Title: Matching-adjusted indirect comparison of lisocabtagene maraleucel versus epcoritamab in patients with third-line or later relapsed or refractory follicular lymphoma
Poster session: Thursday, June 19
Key findings: The data support liso-cel as an effective treatment for patients with third-line plus R/R FL, potentially offering improved efficacy over epcoritamab in this setting.
Title: Comparative outcomes of lisocabtagene maraleucel (liso-cel) versus an external control arm (ECA) in third-line or later (3L+) R/R follicular lymphoma (FL)
Poster session: Friday, June 20
Key findings: Liso-cel appeared to show better efficacy than SOC therapies in patients with third-line plus R/R FL, further supporting it as an important treatment option to improve patient outcomes in this setting.
Title: Optimizing post–chimeric antigen receptor T cell monitoring: evidence across lisocabtagene maraleucel pivotal clinical trials and real-world experience (recently presented at the American Society of Clinical Oncology meeting)
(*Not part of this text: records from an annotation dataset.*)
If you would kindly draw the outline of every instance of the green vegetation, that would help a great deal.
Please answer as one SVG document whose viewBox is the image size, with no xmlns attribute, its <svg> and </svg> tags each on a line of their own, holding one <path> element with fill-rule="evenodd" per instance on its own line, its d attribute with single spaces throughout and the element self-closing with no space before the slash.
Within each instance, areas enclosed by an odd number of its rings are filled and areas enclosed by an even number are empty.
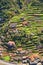
<svg viewBox="0 0 43 65">
<path fill-rule="evenodd" d="M 33 53 L 38 52 L 35 50 L 38 46 L 43 46 L 42 0 L 1 0 L 0 17 L 3 19 L 0 21 L 2 43 L 13 40 L 17 48 L 21 46 Z M 10 27 L 12 23 L 17 25 Z"/>
</svg>

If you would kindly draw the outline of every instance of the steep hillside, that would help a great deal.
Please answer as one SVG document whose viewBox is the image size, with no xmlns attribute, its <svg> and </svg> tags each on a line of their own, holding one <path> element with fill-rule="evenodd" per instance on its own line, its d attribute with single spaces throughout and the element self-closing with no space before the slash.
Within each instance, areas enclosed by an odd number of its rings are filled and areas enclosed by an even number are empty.
<svg viewBox="0 0 43 65">
<path fill-rule="evenodd" d="M 43 48 L 43 0 L 0 0 L 0 41 L 9 40 L 35 53 Z"/>
</svg>

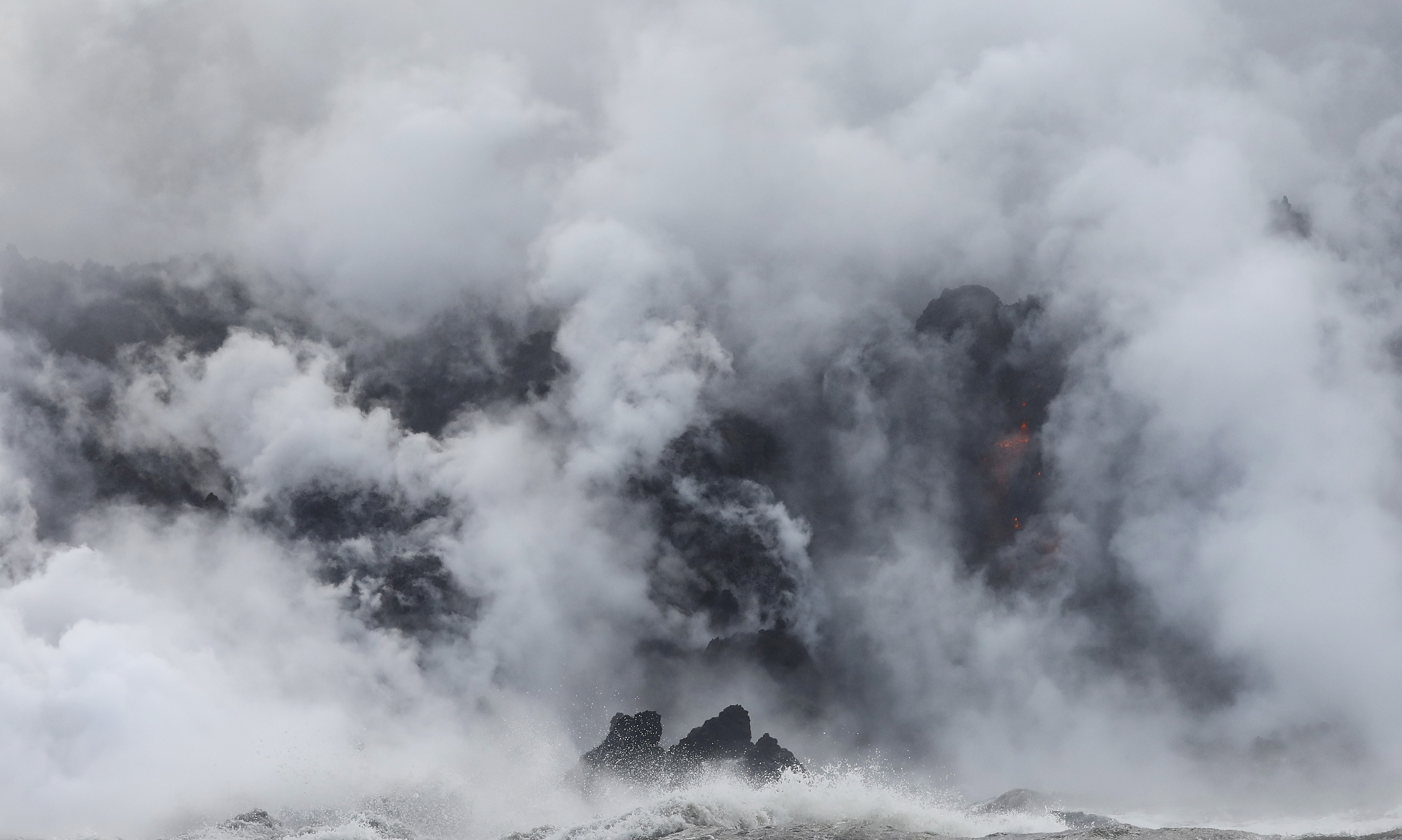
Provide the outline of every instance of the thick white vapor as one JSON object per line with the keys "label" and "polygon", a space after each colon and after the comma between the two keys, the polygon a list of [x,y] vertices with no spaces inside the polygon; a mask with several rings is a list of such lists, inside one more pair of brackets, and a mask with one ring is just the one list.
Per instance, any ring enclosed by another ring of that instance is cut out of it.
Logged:
{"label": "thick white vapor", "polygon": [[[0,836],[428,791],[575,823],[580,748],[649,703],[970,797],[1399,805],[1399,38],[1370,3],[0,0]],[[241,321],[132,332],[132,263],[236,279]],[[967,347],[913,328],[966,284],[1067,360],[1050,582],[1011,592],[960,560]],[[538,333],[548,389],[435,428],[366,384]],[[801,477],[669,472],[735,414]],[[314,493],[391,525],[310,538]],[[721,631],[649,493],[760,535],[782,594],[726,633],[782,612],[829,683],[688,669]],[[429,554],[451,631],[327,571]]]}

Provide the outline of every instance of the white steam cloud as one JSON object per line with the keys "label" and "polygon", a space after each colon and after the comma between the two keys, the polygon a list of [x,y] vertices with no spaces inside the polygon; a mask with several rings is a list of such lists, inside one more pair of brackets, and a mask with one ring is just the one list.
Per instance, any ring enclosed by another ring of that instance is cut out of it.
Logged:
{"label": "white steam cloud", "polygon": [[[0,3],[0,834],[579,822],[610,714],[733,701],[970,797],[1398,806],[1398,43]],[[1043,372],[916,329],[969,284]]]}

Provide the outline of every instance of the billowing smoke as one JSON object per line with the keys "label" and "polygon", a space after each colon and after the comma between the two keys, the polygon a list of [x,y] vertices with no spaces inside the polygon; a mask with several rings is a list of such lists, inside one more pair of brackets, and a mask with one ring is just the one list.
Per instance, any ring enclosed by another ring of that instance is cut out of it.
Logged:
{"label": "billowing smoke", "polygon": [[1398,805],[1402,13],[0,20],[0,833],[491,836],[732,703]]}

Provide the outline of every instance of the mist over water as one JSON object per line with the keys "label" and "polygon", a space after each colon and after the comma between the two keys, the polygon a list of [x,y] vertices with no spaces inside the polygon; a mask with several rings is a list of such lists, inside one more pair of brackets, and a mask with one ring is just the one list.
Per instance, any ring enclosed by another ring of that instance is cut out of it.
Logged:
{"label": "mist over water", "polygon": [[0,1],[0,836],[1395,827],[1399,43]]}

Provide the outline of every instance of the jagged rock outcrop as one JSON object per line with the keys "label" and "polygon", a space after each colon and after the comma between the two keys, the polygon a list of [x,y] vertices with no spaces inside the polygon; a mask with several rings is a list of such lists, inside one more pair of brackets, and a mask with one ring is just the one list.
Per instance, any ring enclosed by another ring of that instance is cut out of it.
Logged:
{"label": "jagged rock outcrop", "polygon": [[625,783],[683,784],[707,767],[728,764],[760,784],[778,778],[788,767],[802,769],[768,732],[758,742],[750,741],[750,713],[743,706],[728,706],[666,752],[660,739],[662,715],[656,711],[615,714],[603,743],[580,756],[586,783],[607,773]]}
{"label": "jagged rock outcrop", "polygon": [[629,781],[644,781],[662,770],[665,753],[662,715],[656,711],[618,713],[608,721],[604,742],[580,756],[592,771],[607,771]]}

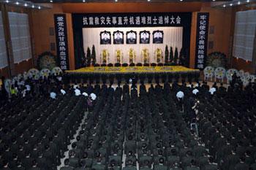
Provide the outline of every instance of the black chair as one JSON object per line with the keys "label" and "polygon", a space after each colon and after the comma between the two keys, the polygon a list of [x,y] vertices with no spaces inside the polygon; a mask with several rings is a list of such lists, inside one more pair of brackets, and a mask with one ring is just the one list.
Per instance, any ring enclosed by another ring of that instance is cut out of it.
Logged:
{"label": "black chair", "polygon": [[128,63],[123,63],[122,65],[121,65],[122,66],[128,66]]}

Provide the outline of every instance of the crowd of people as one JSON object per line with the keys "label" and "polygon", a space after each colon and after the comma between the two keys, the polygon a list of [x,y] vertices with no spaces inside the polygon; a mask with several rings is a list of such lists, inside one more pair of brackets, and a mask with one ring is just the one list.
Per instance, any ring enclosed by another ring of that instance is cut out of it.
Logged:
{"label": "crowd of people", "polygon": [[61,77],[1,90],[2,169],[56,169],[87,109],[61,170],[256,169],[255,82],[243,87],[233,75],[227,88],[175,81],[147,90],[135,80],[114,88]]}

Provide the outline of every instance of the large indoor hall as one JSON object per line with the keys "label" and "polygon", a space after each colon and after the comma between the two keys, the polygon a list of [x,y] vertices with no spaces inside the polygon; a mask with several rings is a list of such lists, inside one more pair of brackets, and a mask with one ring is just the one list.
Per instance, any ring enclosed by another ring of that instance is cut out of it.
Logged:
{"label": "large indoor hall", "polygon": [[256,1],[0,0],[0,170],[256,170]]}

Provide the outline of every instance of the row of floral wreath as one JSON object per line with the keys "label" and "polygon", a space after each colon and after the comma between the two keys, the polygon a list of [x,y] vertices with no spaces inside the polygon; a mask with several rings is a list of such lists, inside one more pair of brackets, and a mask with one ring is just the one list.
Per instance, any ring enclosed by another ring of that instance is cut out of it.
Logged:
{"label": "row of floral wreath", "polygon": [[58,76],[62,74],[63,72],[59,66],[53,67],[51,70],[48,69],[42,69],[38,70],[37,69],[32,68],[28,72],[24,72],[23,74],[18,74],[17,76],[13,77],[11,79],[6,79],[4,80],[5,89],[10,89],[12,85],[14,85],[15,82],[21,80],[27,80],[28,78],[33,80],[39,80],[40,77],[48,77],[50,75]]}
{"label": "row of floral wreath", "polygon": [[192,69],[186,68],[184,66],[132,66],[132,67],[109,67],[109,66],[100,66],[100,67],[84,67],[77,70],[66,71],[70,73],[127,73],[127,72],[199,72],[197,69]]}
{"label": "row of floral wreath", "polygon": [[[136,58],[136,54],[135,51],[130,48],[128,52],[129,55],[129,63],[134,63],[134,61]],[[141,58],[143,61],[143,63],[148,63],[149,62],[149,53],[148,50],[147,48],[144,48],[141,51]],[[107,49],[102,50],[101,54],[100,54],[100,63],[106,63],[108,61],[110,61],[110,53]],[[115,53],[115,57],[116,57],[116,63],[121,63],[124,57],[124,54],[121,50],[116,50]],[[154,57],[155,60],[157,63],[160,63],[163,60],[163,53],[160,48],[157,48],[154,52]]]}

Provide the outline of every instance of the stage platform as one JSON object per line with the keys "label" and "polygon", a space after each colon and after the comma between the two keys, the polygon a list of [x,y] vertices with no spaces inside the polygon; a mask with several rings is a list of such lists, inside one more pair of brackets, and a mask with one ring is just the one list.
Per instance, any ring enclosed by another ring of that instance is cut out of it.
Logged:
{"label": "stage platform", "polygon": [[181,66],[99,66],[66,71],[69,74],[143,74],[143,73],[199,73],[199,70]]}
{"label": "stage platform", "polygon": [[147,80],[151,82],[152,80],[177,81],[187,80],[189,81],[197,81],[200,77],[200,71],[181,66],[102,66],[102,67],[84,67],[76,70],[66,71],[65,75],[73,82],[79,82],[90,80],[91,82],[99,80],[117,80],[121,81],[123,79],[127,81],[134,76],[140,80]]}

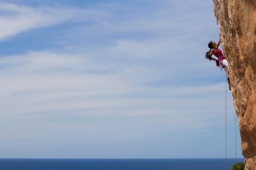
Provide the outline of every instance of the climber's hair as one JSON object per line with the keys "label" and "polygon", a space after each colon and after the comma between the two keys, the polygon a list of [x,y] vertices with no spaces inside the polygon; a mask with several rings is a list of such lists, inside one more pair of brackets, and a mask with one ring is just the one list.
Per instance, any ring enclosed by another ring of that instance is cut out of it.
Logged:
{"label": "climber's hair", "polygon": [[206,53],[205,53],[205,59],[209,59],[210,61],[211,61],[211,55],[210,54],[210,53],[211,52],[211,49],[210,49],[210,51],[209,51],[208,52],[206,52]]}
{"label": "climber's hair", "polygon": [[209,42],[209,43],[208,44],[208,47],[210,48],[210,50],[208,52],[205,53],[205,58],[209,59],[210,61],[211,61],[211,56],[210,54],[211,53],[211,50],[212,49],[213,49],[213,41],[210,41]]}

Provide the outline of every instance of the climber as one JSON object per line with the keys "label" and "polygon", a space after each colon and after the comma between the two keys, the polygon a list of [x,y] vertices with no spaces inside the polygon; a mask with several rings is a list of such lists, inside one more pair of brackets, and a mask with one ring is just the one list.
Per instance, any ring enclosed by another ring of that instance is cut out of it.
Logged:
{"label": "climber", "polygon": [[[210,41],[209,43],[208,44],[208,46],[210,48],[210,51],[207,52],[205,54],[205,58],[209,59],[210,61],[213,60],[216,62],[216,65],[218,67],[219,65],[224,70],[225,70],[226,73],[227,74],[227,83],[229,83],[229,90],[231,90],[230,89],[230,81],[229,80],[229,64],[227,63],[227,61],[226,59],[225,56],[222,53],[222,52],[220,49],[218,49],[218,48],[220,45],[220,39],[218,40],[218,43],[216,43],[214,42]],[[211,56],[214,55],[215,55],[218,59],[216,59],[214,58],[213,58]]]}

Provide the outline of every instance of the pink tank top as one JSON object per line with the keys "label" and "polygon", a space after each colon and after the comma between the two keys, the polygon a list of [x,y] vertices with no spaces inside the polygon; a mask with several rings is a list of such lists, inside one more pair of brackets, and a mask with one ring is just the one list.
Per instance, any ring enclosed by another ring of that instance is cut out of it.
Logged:
{"label": "pink tank top", "polygon": [[224,56],[223,54],[222,53],[220,49],[218,49],[215,50],[214,55],[218,58],[219,61],[222,61],[222,60],[226,59],[225,57]]}

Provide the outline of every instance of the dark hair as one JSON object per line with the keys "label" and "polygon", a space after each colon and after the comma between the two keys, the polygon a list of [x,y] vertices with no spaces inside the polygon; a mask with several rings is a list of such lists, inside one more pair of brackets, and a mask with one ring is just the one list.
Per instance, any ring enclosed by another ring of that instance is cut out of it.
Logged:
{"label": "dark hair", "polygon": [[210,51],[209,51],[208,52],[206,52],[206,53],[205,53],[205,59],[209,59],[210,61],[211,61],[211,55],[210,54],[210,52],[211,52],[211,49],[210,49]]}

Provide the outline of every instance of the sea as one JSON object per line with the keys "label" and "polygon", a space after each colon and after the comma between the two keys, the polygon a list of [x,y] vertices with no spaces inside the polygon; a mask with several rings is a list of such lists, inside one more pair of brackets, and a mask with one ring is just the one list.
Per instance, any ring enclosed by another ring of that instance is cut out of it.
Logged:
{"label": "sea", "polygon": [[0,159],[1,170],[221,170],[238,159]]}

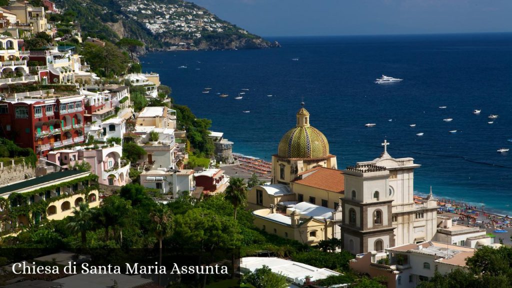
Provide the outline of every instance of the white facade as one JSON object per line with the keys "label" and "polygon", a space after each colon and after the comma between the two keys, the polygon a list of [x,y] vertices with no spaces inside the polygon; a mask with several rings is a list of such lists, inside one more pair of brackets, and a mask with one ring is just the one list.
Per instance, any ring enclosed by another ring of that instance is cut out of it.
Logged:
{"label": "white facade", "polygon": [[194,170],[166,172],[162,170],[145,171],[140,174],[140,183],[147,188],[160,189],[163,194],[170,194],[176,199],[185,191],[193,191],[195,184]]}

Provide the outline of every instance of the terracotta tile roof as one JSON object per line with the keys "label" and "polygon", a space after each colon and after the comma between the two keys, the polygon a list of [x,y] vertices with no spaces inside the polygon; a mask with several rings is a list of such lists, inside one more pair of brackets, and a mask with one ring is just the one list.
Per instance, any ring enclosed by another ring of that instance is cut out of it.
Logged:
{"label": "terracotta tile roof", "polygon": [[[309,175],[304,176],[308,174]],[[294,183],[328,191],[345,193],[345,177],[340,170],[316,167],[298,175],[303,176],[301,177],[303,179],[295,180],[293,181]]]}

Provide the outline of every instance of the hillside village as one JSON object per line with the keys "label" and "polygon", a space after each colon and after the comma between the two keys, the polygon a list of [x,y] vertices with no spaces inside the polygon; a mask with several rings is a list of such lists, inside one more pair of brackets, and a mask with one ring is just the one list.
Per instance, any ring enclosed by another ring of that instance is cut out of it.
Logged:
{"label": "hillside village", "polygon": [[[89,285],[84,274],[15,273],[33,260],[136,258],[229,273],[118,273],[95,283],[429,288],[456,272],[484,286],[490,272],[476,269],[512,255],[489,232],[509,218],[415,195],[420,165],[393,157],[387,140],[380,155],[338,169],[311,125],[322,115],[303,103],[272,140],[271,162],[233,153],[210,120],[174,102],[158,73],[143,72],[133,51],[143,43],[91,37],[72,13],[41,3],[0,8],[0,287]],[[192,4],[120,3],[155,34],[231,29]]]}

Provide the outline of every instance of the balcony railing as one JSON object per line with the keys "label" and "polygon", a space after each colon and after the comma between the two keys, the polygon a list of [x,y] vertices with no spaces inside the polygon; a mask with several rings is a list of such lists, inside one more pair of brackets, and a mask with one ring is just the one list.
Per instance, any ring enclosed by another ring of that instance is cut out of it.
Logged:
{"label": "balcony railing", "polygon": [[23,77],[17,77],[16,78],[6,78],[5,79],[0,79],[0,84],[37,80],[37,77],[35,76],[24,76]]}
{"label": "balcony railing", "polygon": [[0,67],[7,67],[8,66],[26,66],[27,60],[23,61],[4,61],[0,62]]}
{"label": "balcony railing", "polygon": [[75,141],[75,143],[82,142],[82,141],[83,141],[83,136],[79,136],[78,137],[75,137],[75,138],[73,138],[73,139]]}
{"label": "balcony railing", "polygon": [[35,149],[38,152],[40,151],[48,150],[50,149],[50,144],[44,144],[42,145],[38,145],[37,146],[36,146]]}

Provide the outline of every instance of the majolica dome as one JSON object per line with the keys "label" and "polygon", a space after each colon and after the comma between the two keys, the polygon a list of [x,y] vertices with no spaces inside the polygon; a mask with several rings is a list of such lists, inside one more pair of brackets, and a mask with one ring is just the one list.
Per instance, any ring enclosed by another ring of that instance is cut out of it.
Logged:
{"label": "majolica dome", "polygon": [[282,158],[317,159],[329,155],[327,138],[309,125],[309,113],[304,108],[297,113],[297,126],[281,138],[278,156]]}

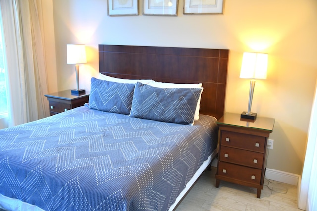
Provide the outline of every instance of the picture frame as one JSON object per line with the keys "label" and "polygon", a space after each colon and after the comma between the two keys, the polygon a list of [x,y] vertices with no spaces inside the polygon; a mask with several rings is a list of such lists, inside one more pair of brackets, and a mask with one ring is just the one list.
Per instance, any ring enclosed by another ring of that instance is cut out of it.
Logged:
{"label": "picture frame", "polygon": [[108,0],[108,15],[138,15],[139,0]]}
{"label": "picture frame", "polygon": [[222,14],[224,0],[184,0],[184,15]]}
{"label": "picture frame", "polygon": [[178,0],[143,0],[144,15],[177,16]]}

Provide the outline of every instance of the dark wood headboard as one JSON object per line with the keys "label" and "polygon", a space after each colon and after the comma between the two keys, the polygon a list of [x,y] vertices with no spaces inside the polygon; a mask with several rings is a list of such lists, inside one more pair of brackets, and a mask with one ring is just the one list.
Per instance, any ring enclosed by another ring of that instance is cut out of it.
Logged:
{"label": "dark wood headboard", "polygon": [[99,72],[115,77],[203,83],[200,114],[224,111],[229,50],[99,45]]}

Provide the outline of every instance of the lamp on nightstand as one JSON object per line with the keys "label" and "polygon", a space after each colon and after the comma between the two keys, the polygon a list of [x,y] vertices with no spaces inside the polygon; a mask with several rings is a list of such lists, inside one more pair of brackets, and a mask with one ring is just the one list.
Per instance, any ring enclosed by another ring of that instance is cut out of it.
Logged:
{"label": "lamp on nightstand", "polygon": [[251,79],[251,80],[248,111],[244,111],[241,113],[241,118],[254,120],[257,118],[257,113],[251,112],[253,91],[256,84],[255,79],[266,79],[268,58],[268,55],[266,53],[243,53],[240,78]]}
{"label": "lamp on nightstand", "polygon": [[75,64],[77,88],[71,90],[72,94],[79,95],[85,93],[85,89],[79,89],[79,64],[87,63],[86,47],[83,44],[67,44],[67,64]]}

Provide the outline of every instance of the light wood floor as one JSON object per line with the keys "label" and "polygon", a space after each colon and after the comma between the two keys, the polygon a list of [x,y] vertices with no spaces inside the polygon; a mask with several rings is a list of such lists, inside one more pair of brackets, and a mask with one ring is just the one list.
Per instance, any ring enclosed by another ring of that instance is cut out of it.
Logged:
{"label": "light wood floor", "polygon": [[221,181],[215,187],[216,168],[205,171],[176,211],[302,211],[297,208],[297,187],[265,179],[260,199],[256,189]]}

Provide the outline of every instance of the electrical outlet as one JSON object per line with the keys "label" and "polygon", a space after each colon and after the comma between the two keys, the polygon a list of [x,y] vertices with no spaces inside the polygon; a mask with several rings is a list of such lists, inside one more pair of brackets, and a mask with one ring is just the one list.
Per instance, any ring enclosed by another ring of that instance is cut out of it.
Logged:
{"label": "electrical outlet", "polygon": [[268,149],[273,149],[273,144],[274,143],[274,140],[268,139],[267,141],[267,147]]}

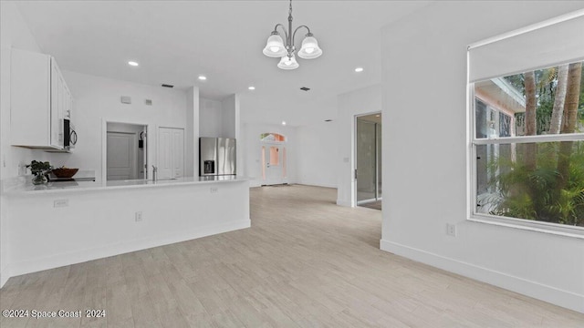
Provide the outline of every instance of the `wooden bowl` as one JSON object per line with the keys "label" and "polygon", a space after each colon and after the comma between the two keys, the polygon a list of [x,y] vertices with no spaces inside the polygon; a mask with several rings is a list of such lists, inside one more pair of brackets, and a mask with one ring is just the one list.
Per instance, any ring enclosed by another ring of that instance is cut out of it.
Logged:
{"label": "wooden bowl", "polygon": [[79,169],[54,169],[53,174],[57,178],[72,178]]}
Poster session: Friday, June 20
Key findings: Results showed that most cytokine release syndrome and immune effector cell-associated neurotoxicity syndrome events in patients treated with liso-cel occurred less than 2 weeks after infusion and were not severe, providing insight into the onset of these events across clinical trials and in the real-world setting.
Bristol Myers Squibb thanks the patients and investigators involved in the clinical trials.